Not so fast, says Michael Gazzaniga. In Who’s in Charge?, the neuroscientist argues that the brain is governed by the mind, which he defines as a sort of self-created system of brain government. Sound nutty? Yes, a little. But the ramifications extend through science into psychology, ethics and law, and repeatedly argue for responsible behavior. In the author’s view, “We are people, not brains,” effectively revoking our free pass to pig out.
Gazzaniga’s extensive work with “split-brain” patients (whose right and left brain hemispheres have been medically separated) gave him insight into the ways we make sense of seemingly senseless information. When Gazzaniga showed a picture of a wagon only to a patient’s left eye (which is connected to the brain’s right hemisphere), the word “toy” came to the patient’s mind. The left hemisphere could not explain why the patient thought of that word, but nevertheless tried, describing “an inner sense” that called the word to mind. This act of interior storytelling in order to make sense of things, referred to here as “the interpreter,” makes a strong case for the existence of a mind that is part of the brain yet separate from it.

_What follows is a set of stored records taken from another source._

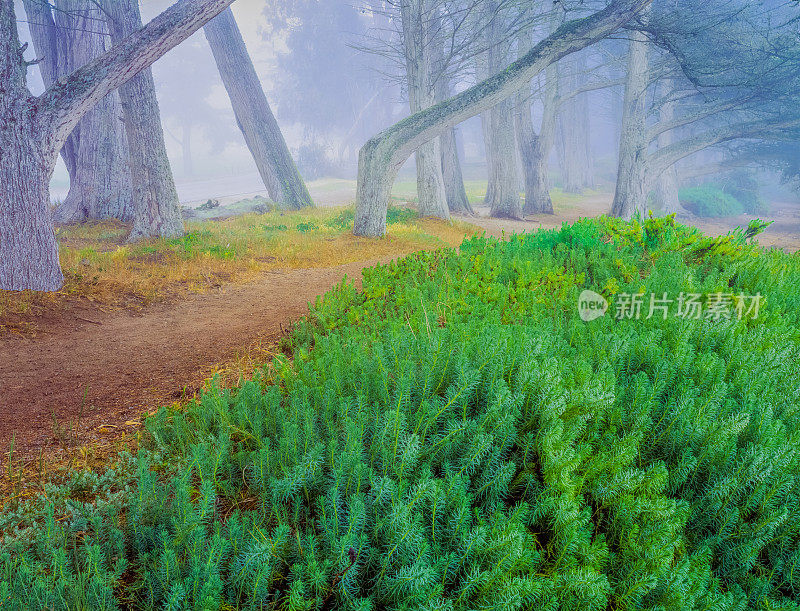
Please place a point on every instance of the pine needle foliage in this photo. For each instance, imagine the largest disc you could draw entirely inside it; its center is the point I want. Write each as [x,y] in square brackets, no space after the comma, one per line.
[453,436]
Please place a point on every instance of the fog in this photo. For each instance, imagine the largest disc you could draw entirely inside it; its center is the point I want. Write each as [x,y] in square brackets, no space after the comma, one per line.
[334,75]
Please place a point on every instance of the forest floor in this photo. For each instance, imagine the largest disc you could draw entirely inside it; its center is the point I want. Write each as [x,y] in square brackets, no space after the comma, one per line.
[784,232]
[78,388]
[84,385]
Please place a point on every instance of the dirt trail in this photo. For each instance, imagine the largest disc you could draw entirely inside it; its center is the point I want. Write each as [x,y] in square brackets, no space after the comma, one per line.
[125,362]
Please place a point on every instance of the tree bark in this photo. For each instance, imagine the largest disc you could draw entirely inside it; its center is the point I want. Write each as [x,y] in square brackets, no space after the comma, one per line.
[502,194]
[49,48]
[381,157]
[455,193]
[28,249]
[418,47]
[157,211]
[535,148]
[100,185]
[33,130]
[573,131]
[186,148]
[632,189]
[665,191]
[253,114]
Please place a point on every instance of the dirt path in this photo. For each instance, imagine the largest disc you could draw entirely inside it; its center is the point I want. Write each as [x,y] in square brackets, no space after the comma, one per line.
[125,362]
[783,233]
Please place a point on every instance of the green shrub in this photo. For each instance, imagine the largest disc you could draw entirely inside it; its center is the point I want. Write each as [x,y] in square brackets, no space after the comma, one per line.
[743,186]
[709,201]
[398,215]
[453,436]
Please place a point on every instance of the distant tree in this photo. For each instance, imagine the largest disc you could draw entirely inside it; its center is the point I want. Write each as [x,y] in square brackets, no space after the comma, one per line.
[735,68]
[382,156]
[33,130]
[253,114]
[65,37]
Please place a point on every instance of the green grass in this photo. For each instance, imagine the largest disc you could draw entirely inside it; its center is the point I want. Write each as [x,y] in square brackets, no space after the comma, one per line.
[98,265]
[453,436]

Who’s in Charge? is based on talks presented at the Gifford Lecture series, known for its focus on religion, science and philosophy. This ramble through fields that would seem to be at odds with one another is one of the book’s main pleasures. Another is Gazzaniga’s commitment to humanizing science at every turn. He writes, “It is the magnificence of being ‘human’ that we all cherish and love and that we don’t want science to take away.” As long as there are scientists who endorse that view, humanity should be safe for years to come.